Bulldozing the Sporting Estate Image from Benevolent Rural Institution to Modern Commercial Business

Graham Boyd, November 1998,The Caledonia Centre for Social Development

This paper was first published in issue 20 of the Reforesting Scotland magazine, Spring 1999.

Contents:

bulletIntroduction
bulletThe keystone of rural life
bulletSelf-interest and the myth of Highland backwardness
bulletThe state of the Lairds' milch cow
bulletThe client group: the toff, rifle and gun
bulletCreating the hunting brand
bulletMaximum bag to the nearest Landrover road head
bulletTweeds, drams and ponies
bulletGovernment regulation
bulletCompany registration and public accountability
bulletLocal community accountability
bulletState funding and incentives
bulletConclusion
bulletAcknowledgements

Introduction

For more than twenty years the damage to the upland landscape and environment by the construction of badly engineered bulldozed tracks on sporting estates has been of major public concern. This concern has been reflected in the strong views expressed on the subject by recreational users and countryside amenity groups to the Scottish Office, Planning Authorities and the Press. The extent and scale of these tracks has been accurately recorded since the early 1970’s particularly in the Grampian Mountains and Northeast uplands. Issues relating to the problems of route planning and siting, drainage, erosion, scouring, construction standards, damage to landscape and the destruction of rights of way by bulldozing of footpaths have also been equally well documented and report to Government bodies and Local Authorities.

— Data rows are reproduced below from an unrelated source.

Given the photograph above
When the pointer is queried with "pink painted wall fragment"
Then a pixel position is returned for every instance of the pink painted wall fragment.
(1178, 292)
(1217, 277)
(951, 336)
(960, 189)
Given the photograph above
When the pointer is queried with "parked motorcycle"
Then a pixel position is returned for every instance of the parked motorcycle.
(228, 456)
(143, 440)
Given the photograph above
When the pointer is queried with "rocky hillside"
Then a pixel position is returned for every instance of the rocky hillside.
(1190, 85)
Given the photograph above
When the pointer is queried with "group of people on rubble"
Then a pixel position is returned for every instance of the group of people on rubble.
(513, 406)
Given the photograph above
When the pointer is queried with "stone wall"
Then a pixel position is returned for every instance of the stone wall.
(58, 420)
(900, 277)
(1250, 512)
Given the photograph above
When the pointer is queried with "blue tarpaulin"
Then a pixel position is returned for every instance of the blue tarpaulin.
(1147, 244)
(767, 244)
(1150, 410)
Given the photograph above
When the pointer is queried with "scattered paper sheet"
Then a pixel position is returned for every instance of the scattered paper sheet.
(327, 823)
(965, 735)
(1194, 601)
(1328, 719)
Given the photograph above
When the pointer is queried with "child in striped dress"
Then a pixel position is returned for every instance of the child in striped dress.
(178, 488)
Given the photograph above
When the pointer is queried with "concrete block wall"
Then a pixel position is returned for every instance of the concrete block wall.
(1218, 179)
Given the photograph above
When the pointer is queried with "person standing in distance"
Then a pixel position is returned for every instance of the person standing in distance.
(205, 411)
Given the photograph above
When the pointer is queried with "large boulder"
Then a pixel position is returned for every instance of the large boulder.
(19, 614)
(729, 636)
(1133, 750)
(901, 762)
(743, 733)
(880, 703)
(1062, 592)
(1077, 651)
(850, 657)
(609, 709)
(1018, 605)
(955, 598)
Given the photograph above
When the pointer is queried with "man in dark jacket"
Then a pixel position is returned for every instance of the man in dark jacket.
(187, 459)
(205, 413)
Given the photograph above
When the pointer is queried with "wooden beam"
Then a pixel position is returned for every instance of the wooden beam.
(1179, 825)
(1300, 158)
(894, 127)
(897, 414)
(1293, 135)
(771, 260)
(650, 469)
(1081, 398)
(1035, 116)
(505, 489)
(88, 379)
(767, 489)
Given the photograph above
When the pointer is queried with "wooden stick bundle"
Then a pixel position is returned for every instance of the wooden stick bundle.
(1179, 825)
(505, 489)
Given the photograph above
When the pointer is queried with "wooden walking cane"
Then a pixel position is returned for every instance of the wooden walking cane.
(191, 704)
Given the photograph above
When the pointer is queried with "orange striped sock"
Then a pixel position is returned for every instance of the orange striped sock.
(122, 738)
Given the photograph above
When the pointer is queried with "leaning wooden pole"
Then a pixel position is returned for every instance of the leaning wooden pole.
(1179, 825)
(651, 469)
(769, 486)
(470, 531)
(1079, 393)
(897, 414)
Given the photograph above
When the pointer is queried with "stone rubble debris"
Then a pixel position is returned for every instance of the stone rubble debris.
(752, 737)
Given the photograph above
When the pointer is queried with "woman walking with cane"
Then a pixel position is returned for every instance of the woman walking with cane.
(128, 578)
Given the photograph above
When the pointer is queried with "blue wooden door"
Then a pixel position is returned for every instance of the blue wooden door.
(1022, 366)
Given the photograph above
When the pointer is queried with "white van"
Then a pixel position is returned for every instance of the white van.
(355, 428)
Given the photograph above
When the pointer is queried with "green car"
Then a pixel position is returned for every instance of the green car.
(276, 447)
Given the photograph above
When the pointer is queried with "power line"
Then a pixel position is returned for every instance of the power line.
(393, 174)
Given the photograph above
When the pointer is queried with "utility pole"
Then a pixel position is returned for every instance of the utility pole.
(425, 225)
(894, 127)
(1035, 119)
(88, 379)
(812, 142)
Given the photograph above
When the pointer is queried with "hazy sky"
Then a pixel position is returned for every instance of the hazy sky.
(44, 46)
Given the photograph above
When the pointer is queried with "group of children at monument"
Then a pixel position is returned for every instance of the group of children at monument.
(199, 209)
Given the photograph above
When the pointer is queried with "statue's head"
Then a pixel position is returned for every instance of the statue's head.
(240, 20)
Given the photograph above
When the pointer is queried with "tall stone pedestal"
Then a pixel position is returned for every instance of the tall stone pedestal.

What has not been examined are the reasons why bulldozed tracks have been allowed to proliferate in the uplands and why the Government has responded so slowly and with little direct control.

The Keystone of Rural Life

There is a general lack of awareness about the complex business structure of estates and in particular sporting estates. Estates are seldom viewed as commercial businesses run on current and modern management principles. Instead they are perceived as a backward traditional 19th Century rural institution that has changed little since its inception. This view is reinforced by the way in which it has created the perception that it is part of the keystone of a rural community in a similar way as the school, church and village shop. However the estate and sporting estates in particular, are modern enterprises and like any business company have a number of parties requiring their interests to be satisfied. The owners, the bankers, the mangers, the clients, the employees, the Government and the rest of society are interested and affected by the way they act and behave. The estate like it or not, does not exist in a vacuum as some Lairds and land agents would have us believe. However due to the peculiar way that sporting estates evolved as modern businesses certain land use and management practices have been allowed to go unchallenged and regulated. Bulldozed tracks, overgrazing by red deer and the exemption from local authority taxes are cases in point.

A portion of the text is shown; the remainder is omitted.